Artificial Intelligence Safety And Security Independent Study Week 2

Last week was a good start, and our exploration rate was fairly high. This week we are starting with a review of AI safety literature, which will serve as a reference for the rest of the semester. We will address shortcomings in this paper and find relevant recent developments that were not around at the time of writing.

Week 2 Monday

"Responses to Catastrophic AGI Risk: a survey"
by Kaj Sotala1 and Roman V Yampolskiy

This paper is very long, I'm just reading over it without taking notes today.

Week 2 Wednesday

"Darwain Among the Machines"
by Samuel Butler (signed "Cellarius", as I will refer to them as) in 1867

Original Scan

This was cited in "Responses to Catastrophic AGI Risk" as one of the earliest instances of someone advocating action to prevent the overpowering of humans by machines. Cellarius advocates the complete disassembly of all machinery and the end of the creation of machines altogether, in order to preserve humanity in the long run. He cites the ever increasing abilities of machines, and the use of machines to create machines, as reasons to believe the machine reproduction and conciousness will happen eventually.

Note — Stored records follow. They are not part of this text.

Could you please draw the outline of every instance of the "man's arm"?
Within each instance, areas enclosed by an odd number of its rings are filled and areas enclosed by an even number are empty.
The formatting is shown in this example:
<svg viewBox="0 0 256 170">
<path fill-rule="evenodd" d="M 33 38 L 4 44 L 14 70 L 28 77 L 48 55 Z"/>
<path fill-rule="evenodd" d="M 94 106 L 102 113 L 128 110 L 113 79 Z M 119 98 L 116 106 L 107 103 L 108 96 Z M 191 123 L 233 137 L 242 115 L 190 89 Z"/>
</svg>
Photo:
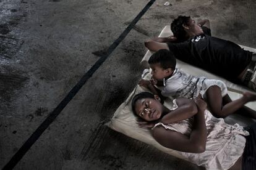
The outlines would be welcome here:
<svg viewBox="0 0 256 170">
<path fill-rule="evenodd" d="M 169 50 L 168 45 L 166 42 L 159 42 L 153 39 L 145 41 L 145 46 L 151 51 L 158 51 L 160 49 Z"/>
<path fill-rule="evenodd" d="M 158 42 L 167 42 L 175 41 L 177 40 L 177 38 L 173 35 L 171 35 L 166 37 L 155 37 L 153 40 Z"/>
<path fill-rule="evenodd" d="M 210 20 L 208 19 L 200 20 L 197 22 L 197 24 L 200 26 L 204 26 L 209 29 L 211 29 L 210 26 Z"/>
</svg>

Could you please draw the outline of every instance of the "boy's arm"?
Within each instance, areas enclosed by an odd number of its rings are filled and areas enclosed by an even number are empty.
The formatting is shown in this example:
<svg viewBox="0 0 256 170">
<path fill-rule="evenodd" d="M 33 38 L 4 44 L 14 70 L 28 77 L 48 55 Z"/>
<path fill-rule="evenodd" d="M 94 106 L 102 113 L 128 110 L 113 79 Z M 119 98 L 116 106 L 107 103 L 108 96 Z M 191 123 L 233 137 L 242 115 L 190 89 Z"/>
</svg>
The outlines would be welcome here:
<svg viewBox="0 0 256 170">
<path fill-rule="evenodd" d="M 188 99 L 178 98 L 176 99 L 178 108 L 164 115 L 161 121 L 168 124 L 191 118 L 197 113 L 195 102 Z"/>
</svg>

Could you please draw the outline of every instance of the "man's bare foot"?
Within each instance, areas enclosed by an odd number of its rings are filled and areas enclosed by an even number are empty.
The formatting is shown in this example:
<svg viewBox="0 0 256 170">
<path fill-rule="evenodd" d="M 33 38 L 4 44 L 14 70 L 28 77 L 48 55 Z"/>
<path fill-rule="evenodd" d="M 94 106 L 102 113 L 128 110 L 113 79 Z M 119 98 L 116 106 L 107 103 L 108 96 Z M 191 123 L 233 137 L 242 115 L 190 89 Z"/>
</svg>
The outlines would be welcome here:
<svg viewBox="0 0 256 170">
<path fill-rule="evenodd" d="M 243 94 L 244 97 L 245 97 L 248 102 L 255 101 L 256 100 L 256 94 L 253 94 L 250 92 L 245 92 Z"/>
</svg>

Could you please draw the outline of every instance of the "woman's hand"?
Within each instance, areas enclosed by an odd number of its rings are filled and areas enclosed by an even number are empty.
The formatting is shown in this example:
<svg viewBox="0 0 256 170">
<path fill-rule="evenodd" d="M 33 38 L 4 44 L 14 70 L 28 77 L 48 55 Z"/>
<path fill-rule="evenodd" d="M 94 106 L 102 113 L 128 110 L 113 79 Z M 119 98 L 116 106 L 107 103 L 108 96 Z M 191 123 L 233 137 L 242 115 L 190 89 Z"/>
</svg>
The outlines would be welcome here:
<svg viewBox="0 0 256 170">
<path fill-rule="evenodd" d="M 198 110 L 204 111 L 207 108 L 207 103 L 203 100 L 200 94 L 194 99 L 194 101 Z"/>
<path fill-rule="evenodd" d="M 156 85 L 158 83 L 157 79 L 150 79 L 150 81 L 152 85 Z"/>
</svg>

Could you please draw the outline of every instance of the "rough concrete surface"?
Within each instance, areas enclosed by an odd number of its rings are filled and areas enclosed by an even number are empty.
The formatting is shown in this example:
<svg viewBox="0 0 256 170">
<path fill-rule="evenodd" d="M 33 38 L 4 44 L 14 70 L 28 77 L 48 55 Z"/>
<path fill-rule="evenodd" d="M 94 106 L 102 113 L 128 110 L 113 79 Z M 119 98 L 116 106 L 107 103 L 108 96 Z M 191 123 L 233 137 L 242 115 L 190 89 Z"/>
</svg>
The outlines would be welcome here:
<svg viewBox="0 0 256 170">
<path fill-rule="evenodd" d="M 0 0 L 0 168 L 148 1 Z M 199 169 L 102 123 L 140 79 L 144 40 L 186 15 L 256 47 L 256 2 L 155 2 L 14 169 Z"/>
</svg>

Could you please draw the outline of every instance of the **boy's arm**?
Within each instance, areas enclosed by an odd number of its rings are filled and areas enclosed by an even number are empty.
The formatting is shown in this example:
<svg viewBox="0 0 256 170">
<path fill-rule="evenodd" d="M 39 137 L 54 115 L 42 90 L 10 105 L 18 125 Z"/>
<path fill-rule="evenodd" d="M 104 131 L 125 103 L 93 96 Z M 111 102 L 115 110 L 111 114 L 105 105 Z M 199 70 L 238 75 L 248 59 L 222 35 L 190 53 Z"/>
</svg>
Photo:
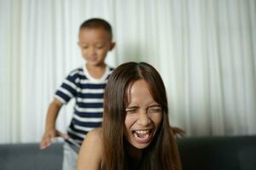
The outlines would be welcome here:
<svg viewBox="0 0 256 170">
<path fill-rule="evenodd" d="M 99 170 L 102 162 L 102 129 L 95 128 L 86 134 L 79 154 L 77 170 Z"/>
<path fill-rule="evenodd" d="M 41 139 L 40 149 L 44 150 L 50 145 L 54 138 L 61 136 L 68 138 L 55 129 L 55 122 L 62 104 L 55 99 L 49 105 L 46 116 L 45 130 Z"/>
</svg>

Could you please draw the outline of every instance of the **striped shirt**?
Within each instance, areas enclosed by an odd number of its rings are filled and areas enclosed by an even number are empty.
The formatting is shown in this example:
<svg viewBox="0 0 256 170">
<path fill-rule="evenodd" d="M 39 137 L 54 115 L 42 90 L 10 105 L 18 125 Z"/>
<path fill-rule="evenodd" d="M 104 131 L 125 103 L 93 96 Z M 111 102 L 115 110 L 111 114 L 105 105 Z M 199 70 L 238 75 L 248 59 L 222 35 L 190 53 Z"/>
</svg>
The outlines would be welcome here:
<svg viewBox="0 0 256 170">
<path fill-rule="evenodd" d="M 67 128 L 70 138 L 67 142 L 80 146 L 86 133 L 102 125 L 104 89 L 113 70 L 107 65 L 104 75 L 95 79 L 85 66 L 79 67 L 71 71 L 57 89 L 55 98 L 62 104 L 75 98 L 73 114 Z"/>
</svg>

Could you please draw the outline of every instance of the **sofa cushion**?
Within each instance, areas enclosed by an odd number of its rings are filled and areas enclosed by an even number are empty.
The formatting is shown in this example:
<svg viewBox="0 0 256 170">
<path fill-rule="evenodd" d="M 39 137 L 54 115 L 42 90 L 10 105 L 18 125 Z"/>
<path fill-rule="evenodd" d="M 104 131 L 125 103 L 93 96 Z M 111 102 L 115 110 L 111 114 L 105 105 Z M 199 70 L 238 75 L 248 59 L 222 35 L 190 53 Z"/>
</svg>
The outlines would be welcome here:
<svg viewBox="0 0 256 170">
<path fill-rule="evenodd" d="M 61 170 L 62 144 L 40 150 L 38 144 L 0 144 L 2 170 Z"/>
</svg>

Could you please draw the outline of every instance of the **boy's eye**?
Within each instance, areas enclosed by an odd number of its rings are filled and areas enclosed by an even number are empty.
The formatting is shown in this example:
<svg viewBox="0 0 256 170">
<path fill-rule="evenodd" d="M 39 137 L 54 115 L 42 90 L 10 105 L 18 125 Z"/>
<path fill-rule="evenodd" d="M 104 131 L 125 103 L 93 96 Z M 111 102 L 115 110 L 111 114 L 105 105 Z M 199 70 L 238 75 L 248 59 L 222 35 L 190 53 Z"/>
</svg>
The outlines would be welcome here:
<svg viewBox="0 0 256 170">
<path fill-rule="evenodd" d="M 96 48 L 98 48 L 98 49 L 102 49 L 103 48 L 103 45 L 98 45 L 98 46 L 96 46 Z"/>
</svg>

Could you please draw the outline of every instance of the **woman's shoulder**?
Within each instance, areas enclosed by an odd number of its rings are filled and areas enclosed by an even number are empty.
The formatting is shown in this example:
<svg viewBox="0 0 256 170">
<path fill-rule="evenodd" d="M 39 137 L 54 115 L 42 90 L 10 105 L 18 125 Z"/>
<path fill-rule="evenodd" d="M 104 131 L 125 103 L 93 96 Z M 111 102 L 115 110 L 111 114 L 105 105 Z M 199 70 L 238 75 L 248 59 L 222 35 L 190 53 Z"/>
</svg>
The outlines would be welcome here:
<svg viewBox="0 0 256 170">
<path fill-rule="evenodd" d="M 102 128 L 97 128 L 90 131 L 85 137 L 84 142 L 90 143 L 91 144 L 102 144 Z"/>
<path fill-rule="evenodd" d="M 102 162 L 102 128 L 96 128 L 86 134 L 82 144 L 77 169 L 100 169 Z"/>
</svg>

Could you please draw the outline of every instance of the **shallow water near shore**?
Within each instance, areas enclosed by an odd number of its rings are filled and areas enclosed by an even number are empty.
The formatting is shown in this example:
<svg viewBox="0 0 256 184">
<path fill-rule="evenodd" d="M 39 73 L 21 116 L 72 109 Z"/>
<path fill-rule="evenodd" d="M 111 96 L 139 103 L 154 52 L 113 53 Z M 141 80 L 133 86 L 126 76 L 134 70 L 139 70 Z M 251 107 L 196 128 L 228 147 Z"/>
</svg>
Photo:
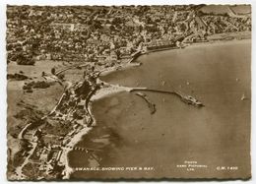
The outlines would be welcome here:
<svg viewBox="0 0 256 184">
<path fill-rule="evenodd" d="M 76 171 L 71 178 L 180 178 L 250 175 L 251 41 L 241 40 L 160 51 L 142 63 L 102 77 L 126 87 L 147 87 L 190 94 L 197 108 L 177 96 L 143 92 L 155 114 L 135 92 L 119 92 L 93 104 L 96 126 L 72 151 L 71 167 L 154 167 L 149 170 Z M 245 95 L 248 99 L 241 100 Z M 177 165 L 197 161 L 207 168 Z M 237 166 L 221 172 L 218 166 Z"/>
</svg>

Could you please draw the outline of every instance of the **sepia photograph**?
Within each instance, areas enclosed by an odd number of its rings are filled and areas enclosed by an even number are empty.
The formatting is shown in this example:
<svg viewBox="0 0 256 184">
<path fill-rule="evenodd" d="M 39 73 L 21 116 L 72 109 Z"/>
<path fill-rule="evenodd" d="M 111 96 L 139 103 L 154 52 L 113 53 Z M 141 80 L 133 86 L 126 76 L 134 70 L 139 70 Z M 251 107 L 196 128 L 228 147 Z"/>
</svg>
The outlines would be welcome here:
<svg viewBox="0 0 256 184">
<path fill-rule="evenodd" d="M 9 181 L 251 178 L 250 4 L 6 4 Z"/>
</svg>

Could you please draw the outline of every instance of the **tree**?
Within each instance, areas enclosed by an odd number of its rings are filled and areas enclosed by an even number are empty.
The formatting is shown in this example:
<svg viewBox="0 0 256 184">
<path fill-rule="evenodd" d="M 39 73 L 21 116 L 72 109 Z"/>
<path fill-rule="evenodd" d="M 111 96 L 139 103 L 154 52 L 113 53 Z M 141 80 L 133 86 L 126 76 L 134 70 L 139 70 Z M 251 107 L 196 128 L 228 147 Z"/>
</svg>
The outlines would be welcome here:
<svg viewBox="0 0 256 184">
<path fill-rule="evenodd" d="M 55 75 L 55 72 L 56 72 L 55 68 L 52 68 L 52 69 L 50 70 L 50 72 L 51 72 L 52 75 Z"/>
</svg>

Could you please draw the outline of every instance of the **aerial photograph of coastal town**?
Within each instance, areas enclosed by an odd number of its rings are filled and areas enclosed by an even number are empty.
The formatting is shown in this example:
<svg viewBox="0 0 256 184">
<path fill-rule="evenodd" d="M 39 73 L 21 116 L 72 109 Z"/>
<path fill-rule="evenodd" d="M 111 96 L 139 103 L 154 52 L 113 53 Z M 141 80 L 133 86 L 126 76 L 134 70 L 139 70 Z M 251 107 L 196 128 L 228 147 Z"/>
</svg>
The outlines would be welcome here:
<svg viewBox="0 0 256 184">
<path fill-rule="evenodd" d="M 6 6 L 7 179 L 249 179 L 251 6 Z"/>
</svg>

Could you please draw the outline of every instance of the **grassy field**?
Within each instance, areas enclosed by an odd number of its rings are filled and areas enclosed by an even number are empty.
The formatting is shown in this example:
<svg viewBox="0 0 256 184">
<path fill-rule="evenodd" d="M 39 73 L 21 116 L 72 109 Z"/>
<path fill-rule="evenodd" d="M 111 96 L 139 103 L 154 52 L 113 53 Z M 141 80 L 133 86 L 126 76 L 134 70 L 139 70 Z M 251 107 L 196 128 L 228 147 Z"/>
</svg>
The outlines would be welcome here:
<svg viewBox="0 0 256 184">
<path fill-rule="evenodd" d="M 239 5 L 239 6 L 230 6 L 230 8 L 236 14 L 249 14 L 251 13 L 251 6 L 250 5 Z"/>
</svg>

There's really no ground to critisize this article, but it does lay the foundation for a great amount of misunderstanding (in my opinion) about the nature of minds, so it's helpful to understand why these points are flawed.

They make a familiar argument about the "progress" from non-living, so basic life, to plants and animals and finally to humans, and our mechanical creations that evolve faster than any living thing ever could. H.G. Wells's writings make me doubt that continued progress is as guaranteed as scientific thinkers generally claim it to be, and "The Patterning Instinct" makes me weary around attributing "upward and accelerating without bounds" to any process. Also, the vegetable kingdom is still around despite the grand success at animals populating the Earth, which is a very different case from the outcomes expected in a superintelligence event. I need to be aware of my scientific tendency to wish for linear continuations even in very complex and non-linear systems.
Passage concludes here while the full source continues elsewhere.